Aquí es donde aparece la nueva Constitución en el horizonte.
Todos hemos escuchado a la derecha insistir en su tesis de que cambiar la Constitución no es una prioridad para nadie, que es una pérdida de tiempo y recursos, que solo producirá inestabilidad e incertidumbre, que es pura ideología. No solo eso, además agrega que cualquier instancia de diálogo y debate abierto a la ciudadanía será caldo de cultivo para el adoctrinamiento marxista y la germinación de populismos variopintos. Para demostrar el punto, utiliza todo su poderío mediático en prensa escrita y televisión para imponer otros contenidos de su agrado, los que luego son cuantificados y testeados en encuestas de opinión pública financiadas y dirigidas por ellos mismos (Adimark, Cadem, CEP, UDD-La Segunda). Caso paradigmático: la delincuencia.
Lo que ellos pretenden ocultar es que, precisamente, problemas como el de los altos precios de los medicamentos en las farmacias y otros similares, SÍ pueden ser resueltos mediante la elaboración de una nueva Constitución. ¿Cómo? Pues, dejando establecido en esta que la salud es un derecho social, en la cual no se puede especular con los precios para aumentar las ganancias, y donde el Estado debe jugar un rol decisivo como proveedor y también como regulador.

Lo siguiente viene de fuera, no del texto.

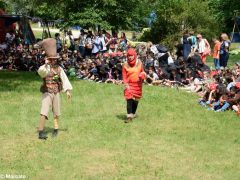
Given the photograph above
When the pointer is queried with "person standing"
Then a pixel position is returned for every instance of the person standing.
(224, 50)
(58, 42)
(133, 76)
(216, 50)
(54, 81)
(82, 40)
(186, 45)
(203, 48)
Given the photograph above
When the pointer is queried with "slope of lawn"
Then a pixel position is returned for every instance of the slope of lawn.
(172, 138)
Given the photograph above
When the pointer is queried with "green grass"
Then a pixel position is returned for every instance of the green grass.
(173, 137)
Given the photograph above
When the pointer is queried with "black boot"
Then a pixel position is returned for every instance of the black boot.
(42, 135)
(55, 133)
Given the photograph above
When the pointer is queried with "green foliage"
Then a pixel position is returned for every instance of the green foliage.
(175, 17)
(225, 11)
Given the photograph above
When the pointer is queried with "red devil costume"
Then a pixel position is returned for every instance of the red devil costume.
(133, 77)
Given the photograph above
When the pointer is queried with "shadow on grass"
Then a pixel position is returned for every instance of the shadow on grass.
(17, 81)
(50, 130)
(121, 117)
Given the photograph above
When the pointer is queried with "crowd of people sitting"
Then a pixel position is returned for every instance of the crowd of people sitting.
(99, 57)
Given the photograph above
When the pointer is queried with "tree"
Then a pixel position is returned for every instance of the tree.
(176, 16)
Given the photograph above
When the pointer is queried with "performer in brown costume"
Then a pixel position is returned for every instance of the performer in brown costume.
(54, 81)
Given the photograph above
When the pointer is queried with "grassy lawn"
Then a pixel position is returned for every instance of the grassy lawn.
(173, 137)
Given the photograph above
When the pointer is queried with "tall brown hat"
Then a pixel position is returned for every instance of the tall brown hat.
(50, 47)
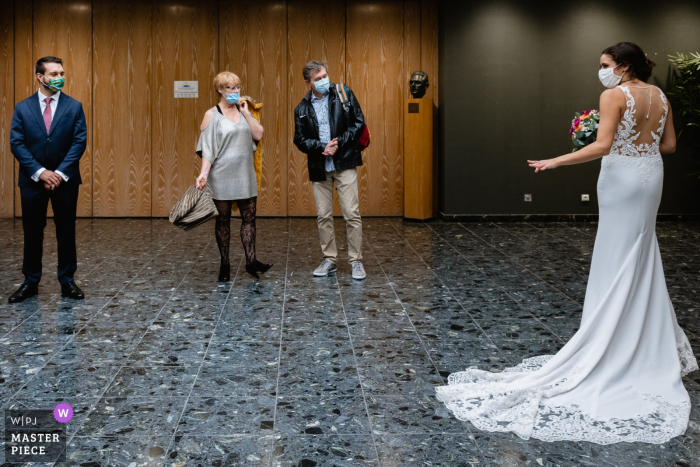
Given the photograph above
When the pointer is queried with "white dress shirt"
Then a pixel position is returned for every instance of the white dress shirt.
(53, 104)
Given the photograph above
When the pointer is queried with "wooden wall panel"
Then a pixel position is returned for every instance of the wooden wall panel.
(122, 58)
(429, 64)
(7, 101)
(316, 31)
(376, 75)
(255, 49)
(411, 41)
(122, 100)
(185, 48)
(63, 28)
(25, 84)
(429, 46)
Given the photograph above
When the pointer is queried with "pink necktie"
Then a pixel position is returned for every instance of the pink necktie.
(47, 114)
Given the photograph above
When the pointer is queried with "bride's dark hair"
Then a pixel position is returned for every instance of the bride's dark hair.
(631, 54)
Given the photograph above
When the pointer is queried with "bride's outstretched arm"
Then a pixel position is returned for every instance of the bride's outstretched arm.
(612, 104)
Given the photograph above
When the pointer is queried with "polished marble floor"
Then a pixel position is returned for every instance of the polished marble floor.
(166, 367)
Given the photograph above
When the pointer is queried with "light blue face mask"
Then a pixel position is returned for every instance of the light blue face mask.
(233, 98)
(322, 85)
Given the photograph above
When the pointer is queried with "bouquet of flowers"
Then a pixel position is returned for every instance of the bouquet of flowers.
(584, 128)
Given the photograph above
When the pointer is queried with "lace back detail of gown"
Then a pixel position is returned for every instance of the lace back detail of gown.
(619, 377)
(641, 144)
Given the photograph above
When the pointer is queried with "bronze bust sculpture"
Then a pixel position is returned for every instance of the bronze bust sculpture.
(419, 83)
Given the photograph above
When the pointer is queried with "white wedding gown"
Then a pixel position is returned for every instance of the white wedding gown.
(619, 377)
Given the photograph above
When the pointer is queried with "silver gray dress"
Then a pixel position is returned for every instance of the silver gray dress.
(230, 148)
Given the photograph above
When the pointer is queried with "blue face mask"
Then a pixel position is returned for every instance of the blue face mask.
(322, 85)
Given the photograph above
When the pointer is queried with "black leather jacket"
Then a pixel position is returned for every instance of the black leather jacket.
(345, 125)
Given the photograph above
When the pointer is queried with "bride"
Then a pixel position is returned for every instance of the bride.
(619, 377)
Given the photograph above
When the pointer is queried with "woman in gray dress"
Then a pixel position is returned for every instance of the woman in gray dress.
(227, 146)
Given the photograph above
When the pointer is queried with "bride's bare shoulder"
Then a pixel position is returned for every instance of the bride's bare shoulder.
(613, 96)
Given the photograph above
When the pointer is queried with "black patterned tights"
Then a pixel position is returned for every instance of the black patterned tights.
(223, 227)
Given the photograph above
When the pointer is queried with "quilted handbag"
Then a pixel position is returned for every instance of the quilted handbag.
(194, 209)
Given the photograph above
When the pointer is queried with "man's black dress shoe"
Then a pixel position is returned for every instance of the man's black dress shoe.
(71, 290)
(24, 292)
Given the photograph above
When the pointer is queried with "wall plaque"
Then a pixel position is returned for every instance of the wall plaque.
(186, 89)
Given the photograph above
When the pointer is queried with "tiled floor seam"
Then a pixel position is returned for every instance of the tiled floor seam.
(544, 232)
(58, 297)
(357, 369)
(279, 354)
(54, 263)
(204, 357)
(529, 310)
(391, 284)
(447, 288)
(510, 258)
(86, 324)
(126, 360)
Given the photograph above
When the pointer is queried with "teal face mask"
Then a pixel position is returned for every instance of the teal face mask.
(322, 85)
(55, 84)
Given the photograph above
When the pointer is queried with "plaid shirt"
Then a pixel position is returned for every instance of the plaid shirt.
(324, 127)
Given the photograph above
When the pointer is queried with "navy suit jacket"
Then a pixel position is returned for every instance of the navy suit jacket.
(59, 149)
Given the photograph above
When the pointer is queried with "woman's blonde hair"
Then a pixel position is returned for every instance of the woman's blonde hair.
(223, 79)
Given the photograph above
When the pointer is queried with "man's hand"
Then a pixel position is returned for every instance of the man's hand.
(52, 179)
(331, 147)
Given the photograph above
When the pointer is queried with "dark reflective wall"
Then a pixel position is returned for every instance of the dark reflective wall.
(512, 75)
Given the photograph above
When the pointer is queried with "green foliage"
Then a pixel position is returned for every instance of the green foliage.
(684, 94)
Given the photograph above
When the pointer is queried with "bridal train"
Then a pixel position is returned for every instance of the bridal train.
(619, 377)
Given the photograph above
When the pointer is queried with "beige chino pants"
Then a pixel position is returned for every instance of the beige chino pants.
(346, 183)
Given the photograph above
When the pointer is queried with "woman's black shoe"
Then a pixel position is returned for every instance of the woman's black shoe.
(255, 267)
(225, 273)
(260, 267)
(24, 292)
(71, 290)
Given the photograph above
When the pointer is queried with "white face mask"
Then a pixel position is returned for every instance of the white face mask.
(609, 78)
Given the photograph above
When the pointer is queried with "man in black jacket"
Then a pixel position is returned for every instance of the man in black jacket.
(328, 133)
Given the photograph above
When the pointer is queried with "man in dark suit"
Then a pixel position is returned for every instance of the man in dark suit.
(48, 138)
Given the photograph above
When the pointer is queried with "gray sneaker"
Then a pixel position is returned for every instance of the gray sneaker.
(325, 268)
(358, 271)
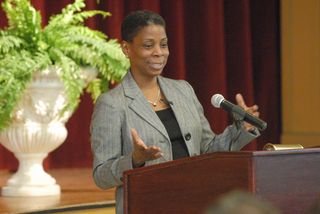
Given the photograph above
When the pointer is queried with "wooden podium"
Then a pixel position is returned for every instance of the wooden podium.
(290, 179)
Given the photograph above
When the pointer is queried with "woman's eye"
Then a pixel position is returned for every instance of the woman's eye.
(164, 45)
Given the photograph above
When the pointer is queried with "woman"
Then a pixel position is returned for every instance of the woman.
(149, 119)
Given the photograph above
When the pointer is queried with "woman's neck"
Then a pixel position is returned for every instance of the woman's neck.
(146, 83)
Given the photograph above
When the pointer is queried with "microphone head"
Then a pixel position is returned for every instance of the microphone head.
(216, 100)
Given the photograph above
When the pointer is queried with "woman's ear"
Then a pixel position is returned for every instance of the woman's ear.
(125, 48)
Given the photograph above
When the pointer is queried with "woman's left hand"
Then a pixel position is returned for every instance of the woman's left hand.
(252, 109)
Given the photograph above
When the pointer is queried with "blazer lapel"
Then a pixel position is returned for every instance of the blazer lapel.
(174, 99)
(140, 105)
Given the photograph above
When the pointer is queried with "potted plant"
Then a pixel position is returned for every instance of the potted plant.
(43, 72)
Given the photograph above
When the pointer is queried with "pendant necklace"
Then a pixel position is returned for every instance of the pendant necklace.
(155, 103)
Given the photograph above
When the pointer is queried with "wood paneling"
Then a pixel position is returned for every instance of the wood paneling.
(300, 53)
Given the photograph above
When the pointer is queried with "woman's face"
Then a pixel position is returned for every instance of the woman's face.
(148, 52)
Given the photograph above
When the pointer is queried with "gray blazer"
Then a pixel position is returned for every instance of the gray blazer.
(125, 107)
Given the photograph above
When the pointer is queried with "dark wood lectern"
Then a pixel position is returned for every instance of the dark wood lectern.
(290, 179)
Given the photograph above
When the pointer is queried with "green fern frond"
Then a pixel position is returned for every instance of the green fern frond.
(72, 15)
(23, 19)
(70, 75)
(9, 42)
(65, 42)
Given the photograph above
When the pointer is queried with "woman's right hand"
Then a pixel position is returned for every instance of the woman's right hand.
(141, 152)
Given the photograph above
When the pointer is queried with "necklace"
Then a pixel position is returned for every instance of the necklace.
(155, 103)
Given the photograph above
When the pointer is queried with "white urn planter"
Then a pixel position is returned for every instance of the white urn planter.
(38, 127)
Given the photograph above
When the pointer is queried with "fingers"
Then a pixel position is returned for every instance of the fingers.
(240, 101)
(141, 152)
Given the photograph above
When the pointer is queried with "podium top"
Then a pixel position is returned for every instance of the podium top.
(221, 155)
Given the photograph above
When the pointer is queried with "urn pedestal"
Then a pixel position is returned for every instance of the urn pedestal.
(37, 128)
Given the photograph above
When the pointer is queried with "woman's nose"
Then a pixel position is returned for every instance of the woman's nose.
(157, 50)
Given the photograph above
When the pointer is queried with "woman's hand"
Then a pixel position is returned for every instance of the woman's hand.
(142, 153)
(253, 110)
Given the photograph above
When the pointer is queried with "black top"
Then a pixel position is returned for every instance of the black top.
(179, 148)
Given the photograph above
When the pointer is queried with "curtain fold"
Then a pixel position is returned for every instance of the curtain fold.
(218, 46)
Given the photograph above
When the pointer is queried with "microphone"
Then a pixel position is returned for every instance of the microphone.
(218, 101)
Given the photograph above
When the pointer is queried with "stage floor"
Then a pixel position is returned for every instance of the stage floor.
(78, 192)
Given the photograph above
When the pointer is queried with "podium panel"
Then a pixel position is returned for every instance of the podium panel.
(288, 179)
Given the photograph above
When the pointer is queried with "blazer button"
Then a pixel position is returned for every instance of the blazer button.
(187, 136)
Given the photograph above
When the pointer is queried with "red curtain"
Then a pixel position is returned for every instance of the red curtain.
(219, 46)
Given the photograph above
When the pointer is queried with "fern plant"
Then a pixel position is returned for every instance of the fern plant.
(65, 42)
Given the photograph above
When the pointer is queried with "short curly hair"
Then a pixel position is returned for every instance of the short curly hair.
(136, 20)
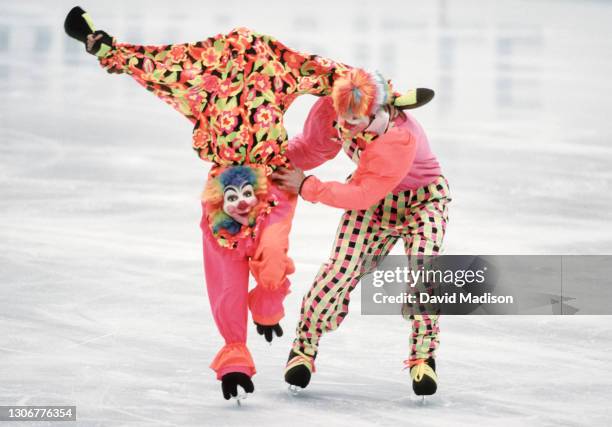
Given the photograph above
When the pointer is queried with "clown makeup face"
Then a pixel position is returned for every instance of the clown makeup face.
(238, 202)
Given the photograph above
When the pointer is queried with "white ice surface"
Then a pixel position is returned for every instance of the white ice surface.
(102, 299)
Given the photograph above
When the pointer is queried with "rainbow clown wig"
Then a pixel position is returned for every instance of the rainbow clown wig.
(220, 222)
(362, 94)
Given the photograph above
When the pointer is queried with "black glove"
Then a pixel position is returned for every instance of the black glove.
(266, 331)
(231, 381)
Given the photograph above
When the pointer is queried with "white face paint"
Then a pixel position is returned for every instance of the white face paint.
(238, 202)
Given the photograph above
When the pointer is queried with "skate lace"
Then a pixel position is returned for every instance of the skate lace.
(301, 359)
(421, 368)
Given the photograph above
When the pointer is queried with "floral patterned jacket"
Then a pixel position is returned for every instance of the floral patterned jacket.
(234, 88)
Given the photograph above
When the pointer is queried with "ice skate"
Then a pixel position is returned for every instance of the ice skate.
(79, 26)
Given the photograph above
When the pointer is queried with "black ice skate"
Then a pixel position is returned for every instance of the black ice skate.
(230, 383)
(79, 26)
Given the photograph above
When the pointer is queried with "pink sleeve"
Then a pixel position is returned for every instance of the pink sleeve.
(381, 168)
(319, 141)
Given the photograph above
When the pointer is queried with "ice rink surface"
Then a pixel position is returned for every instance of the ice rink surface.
(102, 298)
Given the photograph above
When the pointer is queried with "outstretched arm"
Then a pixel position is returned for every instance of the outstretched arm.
(301, 73)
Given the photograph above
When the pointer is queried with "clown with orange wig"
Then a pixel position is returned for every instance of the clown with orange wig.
(234, 89)
(396, 192)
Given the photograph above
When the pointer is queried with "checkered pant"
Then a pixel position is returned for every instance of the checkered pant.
(419, 218)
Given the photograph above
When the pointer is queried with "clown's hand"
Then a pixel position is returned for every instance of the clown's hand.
(267, 331)
(289, 180)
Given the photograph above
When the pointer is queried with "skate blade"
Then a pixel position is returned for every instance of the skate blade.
(294, 390)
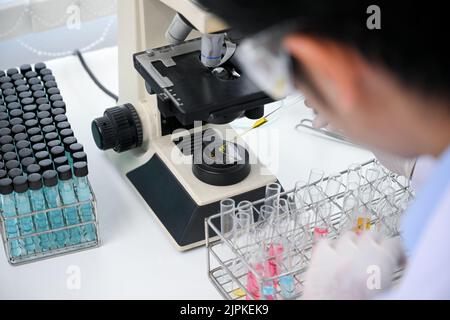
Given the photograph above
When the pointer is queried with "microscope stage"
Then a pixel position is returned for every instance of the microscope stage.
(192, 92)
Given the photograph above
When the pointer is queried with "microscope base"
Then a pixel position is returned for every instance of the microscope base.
(175, 209)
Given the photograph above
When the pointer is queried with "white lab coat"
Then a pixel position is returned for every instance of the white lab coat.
(427, 234)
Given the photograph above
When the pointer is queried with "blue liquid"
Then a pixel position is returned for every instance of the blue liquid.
(86, 210)
(44, 241)
(11, 225)
(55, 216)
(71, 214)
(26, 223)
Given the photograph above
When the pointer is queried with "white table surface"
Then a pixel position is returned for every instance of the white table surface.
(136, 260)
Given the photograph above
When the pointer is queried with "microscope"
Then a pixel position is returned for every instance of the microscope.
(179, 88)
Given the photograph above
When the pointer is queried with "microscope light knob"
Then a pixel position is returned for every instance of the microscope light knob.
(119, 129)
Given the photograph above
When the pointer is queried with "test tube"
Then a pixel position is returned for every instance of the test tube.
(273, 191)
(323, 223)
(354, 174)
(350, 205)
(334, 184)
(227, 208)
(246, 207)
(315, 176)
(286, 280)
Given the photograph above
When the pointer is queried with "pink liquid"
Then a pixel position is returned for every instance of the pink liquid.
(253, 283)
(320, 233)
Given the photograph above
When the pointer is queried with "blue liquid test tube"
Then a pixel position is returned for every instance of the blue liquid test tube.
(24, 208)
(8, 207)
(54, 201)
(83, 192)
(67, 193)
(38, 204)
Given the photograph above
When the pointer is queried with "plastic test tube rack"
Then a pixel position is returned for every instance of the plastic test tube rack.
(229, 263)
(38, 151)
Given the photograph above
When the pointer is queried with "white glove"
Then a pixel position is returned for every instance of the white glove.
(353, 267)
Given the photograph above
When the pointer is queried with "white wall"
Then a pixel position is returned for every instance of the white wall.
(38, 30)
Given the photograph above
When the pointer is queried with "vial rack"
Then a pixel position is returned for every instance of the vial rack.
(36, 137)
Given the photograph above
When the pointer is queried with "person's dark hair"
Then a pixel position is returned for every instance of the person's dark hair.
(409, 43)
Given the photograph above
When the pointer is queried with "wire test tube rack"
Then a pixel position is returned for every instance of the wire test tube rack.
(229, 261)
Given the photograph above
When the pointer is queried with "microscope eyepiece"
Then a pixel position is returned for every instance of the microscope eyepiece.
(119, 129)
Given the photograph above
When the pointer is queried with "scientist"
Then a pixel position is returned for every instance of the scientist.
(381, 73)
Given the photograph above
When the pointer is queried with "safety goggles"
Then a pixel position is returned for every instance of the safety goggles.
(266, 62)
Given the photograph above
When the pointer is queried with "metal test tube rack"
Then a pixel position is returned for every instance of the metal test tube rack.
(27, 258)
(228, 263)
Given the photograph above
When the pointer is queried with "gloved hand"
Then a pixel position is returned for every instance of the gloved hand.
(396, 164)
(353, 267)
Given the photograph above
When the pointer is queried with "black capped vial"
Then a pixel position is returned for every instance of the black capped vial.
(63, 125)
(48, 77)
(48, 129)
(68, 142)
(13, 106)
(42, 155)
(4, 124)
(27, 161)
(18, 113)
(25, 153)
(15, 121)
(33, 168)
(64, 173)
(46, 164)
(31, 75)
(76, 147)
(35, 131)
(54, 98)
(5, 131)
(39, 94)
(39, 66)
(45, 122)
(15, 173)
(6, 139)
(53, 143)
(51, 136)
(50, 178)
(32, 123)
(60, 118)
(35, 182)
(43, 114)
(66, 133)
(57, 152)
(42, 100)
(6, 187)
(25, 68)
(12, 164)
(38, 147)
(61, 161)
(29, 116)
(24, 144)
(59, 105)
(52, 91)
(30, 108)
(37, 139)
(45, 107)
(45, 72)
(21, 186)
(58, 111)
(79, 157)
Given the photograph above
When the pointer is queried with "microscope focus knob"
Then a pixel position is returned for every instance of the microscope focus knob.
(120, 129)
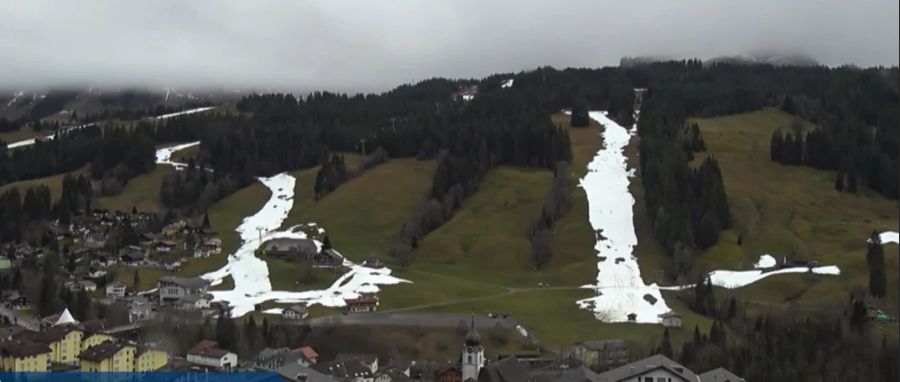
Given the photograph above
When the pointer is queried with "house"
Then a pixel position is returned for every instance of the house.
(172, 288)
(353, 371)
(139, 309)
(671, 319)
(369, 360)
(328, 258)
(88, 285)
(288, 248)
(148, 359)
(93, 240)
(110, 356)
(169, 263)
(363, 304)
(450, 373)
(505, 370)
(116, 289)
(300, 373)
(309, 354)
(133, 255)
(602, 354)
(207, 354)
(24, 356)
(16, 301)
(720, 375)
(194, 301)
(656, 368)
(64, 343)
(373, 262)
(164, 246)
(96, 274)
(210, 246)
(296, 312)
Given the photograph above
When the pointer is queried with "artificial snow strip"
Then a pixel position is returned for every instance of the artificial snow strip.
(620, 289)
(251, 274)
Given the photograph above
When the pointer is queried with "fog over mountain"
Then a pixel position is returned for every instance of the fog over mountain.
(370, 46)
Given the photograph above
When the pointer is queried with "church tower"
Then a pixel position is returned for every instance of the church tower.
(472, 359)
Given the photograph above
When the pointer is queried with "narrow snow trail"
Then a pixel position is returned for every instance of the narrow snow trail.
(620, 289)
(29, 142)
(251, 274)
(164, 155)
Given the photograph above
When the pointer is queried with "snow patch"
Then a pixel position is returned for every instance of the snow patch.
(765, 261)
(184, 112)
(620, 288)
(888, 237)
(251, 274)
(164, 154)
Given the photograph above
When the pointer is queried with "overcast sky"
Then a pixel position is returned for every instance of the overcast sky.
(374, 45)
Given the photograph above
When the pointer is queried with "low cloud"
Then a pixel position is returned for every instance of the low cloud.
(368, 46)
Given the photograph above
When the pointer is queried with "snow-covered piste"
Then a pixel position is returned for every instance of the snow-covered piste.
(888, 237)
(620, 289)
(251, 274)
(164, 155)
(185, 112)
(29, 142)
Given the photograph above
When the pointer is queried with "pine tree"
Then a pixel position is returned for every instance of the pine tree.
(665, 348)
(875, 258)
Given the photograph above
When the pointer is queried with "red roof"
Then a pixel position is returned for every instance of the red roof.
(363, 300)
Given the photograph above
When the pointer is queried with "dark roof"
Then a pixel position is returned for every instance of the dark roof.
(364, 358)
(291, 371)
(506, 370)
(349, 369)
(19, 348)
(575, 374)
(639, 367)
(304, 246)
(185, 282)
(102, 351)
(207, 348)
(720, 375)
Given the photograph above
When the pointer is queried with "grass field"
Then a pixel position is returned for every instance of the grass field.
(141, 192)
(53, 182)
(795, 212)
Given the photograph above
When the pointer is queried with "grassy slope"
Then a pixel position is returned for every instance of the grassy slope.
(53, 182)
(141, 192)
(788, 209)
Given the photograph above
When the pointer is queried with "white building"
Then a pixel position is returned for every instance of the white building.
(116, 289)
(207, 354)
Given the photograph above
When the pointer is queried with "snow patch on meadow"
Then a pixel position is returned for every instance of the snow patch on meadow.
(620, 289)
(889, 237)
(164, 154)
(251, 274)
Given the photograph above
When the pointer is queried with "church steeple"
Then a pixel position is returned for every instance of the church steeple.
(472, 338)
(472, 357)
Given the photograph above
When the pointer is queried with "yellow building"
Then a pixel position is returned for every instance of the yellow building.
(108, 356)
(148, 359)
(22, 356)
(93, 339)
(64, 342)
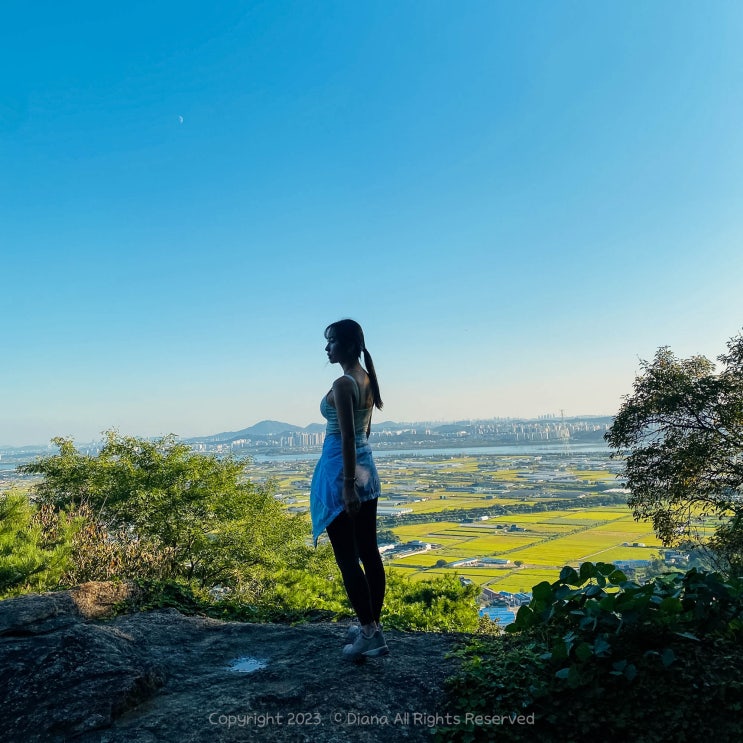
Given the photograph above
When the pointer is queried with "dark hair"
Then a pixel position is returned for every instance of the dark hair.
(351, 337)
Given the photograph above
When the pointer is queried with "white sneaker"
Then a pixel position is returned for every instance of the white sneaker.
(367, 647)
(353, 632)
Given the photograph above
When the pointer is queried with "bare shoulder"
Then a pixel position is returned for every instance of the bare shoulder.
(343, 385)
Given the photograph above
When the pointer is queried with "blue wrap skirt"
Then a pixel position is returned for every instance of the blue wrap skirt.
(326, 493)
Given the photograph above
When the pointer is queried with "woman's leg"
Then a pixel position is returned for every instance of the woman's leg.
(341, 532)
(365, 530)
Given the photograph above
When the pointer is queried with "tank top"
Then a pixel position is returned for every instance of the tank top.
(361, 416)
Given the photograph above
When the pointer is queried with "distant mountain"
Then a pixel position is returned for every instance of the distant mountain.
(260, 429)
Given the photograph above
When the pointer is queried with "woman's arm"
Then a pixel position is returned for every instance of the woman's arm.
(343, 393)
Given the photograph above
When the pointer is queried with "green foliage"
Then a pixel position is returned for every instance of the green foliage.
(199, 513)
(594, 656)
(438, 605)
(682, 430)
(32, 556)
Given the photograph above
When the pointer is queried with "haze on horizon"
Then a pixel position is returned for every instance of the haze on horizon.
(517, 201)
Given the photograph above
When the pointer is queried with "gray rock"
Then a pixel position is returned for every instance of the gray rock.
(161, 676)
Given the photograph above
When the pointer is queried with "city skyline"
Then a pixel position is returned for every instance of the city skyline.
(518, 203)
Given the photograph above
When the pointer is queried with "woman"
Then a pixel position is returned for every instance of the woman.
(345, 485)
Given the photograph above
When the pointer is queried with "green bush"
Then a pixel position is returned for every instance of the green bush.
(594, 656)
(33, 556)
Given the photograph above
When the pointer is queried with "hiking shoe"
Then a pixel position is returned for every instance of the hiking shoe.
(353, 632)
(366, 647)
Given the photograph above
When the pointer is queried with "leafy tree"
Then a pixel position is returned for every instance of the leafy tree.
(210, 523)
(682, 432)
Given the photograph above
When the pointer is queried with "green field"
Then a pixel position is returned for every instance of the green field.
(542, 542)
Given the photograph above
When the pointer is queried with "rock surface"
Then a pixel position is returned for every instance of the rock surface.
(160, 676)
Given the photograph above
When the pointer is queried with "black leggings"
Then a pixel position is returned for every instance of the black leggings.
(353, 539)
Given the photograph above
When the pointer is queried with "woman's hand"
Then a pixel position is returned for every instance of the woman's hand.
(351, 499)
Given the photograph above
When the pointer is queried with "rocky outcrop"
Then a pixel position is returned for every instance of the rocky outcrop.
(68, 675)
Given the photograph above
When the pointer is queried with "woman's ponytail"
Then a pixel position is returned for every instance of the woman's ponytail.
(369, 364)
(351, 337)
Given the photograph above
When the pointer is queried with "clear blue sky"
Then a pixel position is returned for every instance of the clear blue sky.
(518, 201)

Esto permitiría posteriormente formular leyes coherentes con este principio, que implementen políticas públicas ad hoc de directo impacto para las familias.
Para lograr lo anterior, es imperioso que el debate constitucional no sea una entelequia, abstracta y secreta, dirigida por abogados especialistas en derecho político o por “hombres notables” con bigotes y corbatas tejidas. Muy por el contrario, es el momento donde la sociedad en su conjunto debe resolver de qué manera quiere organizarse, cómo quiere convivir y qué país desea proyectar. Es donde se establecen los principios rectores, las ideas matrices, las orientaciones fundamentales con las que funcionaremos las próximas décadas. De eso se trata la asamblea constituyente a fin de cuentas: un ejercicio intenso de democracia y participación, sin exclusiones ni vetos, donde es posible decidir desde el adecuado precio que deben tener los medicamentos, hasta la mismísima propiedad privada y sus límites.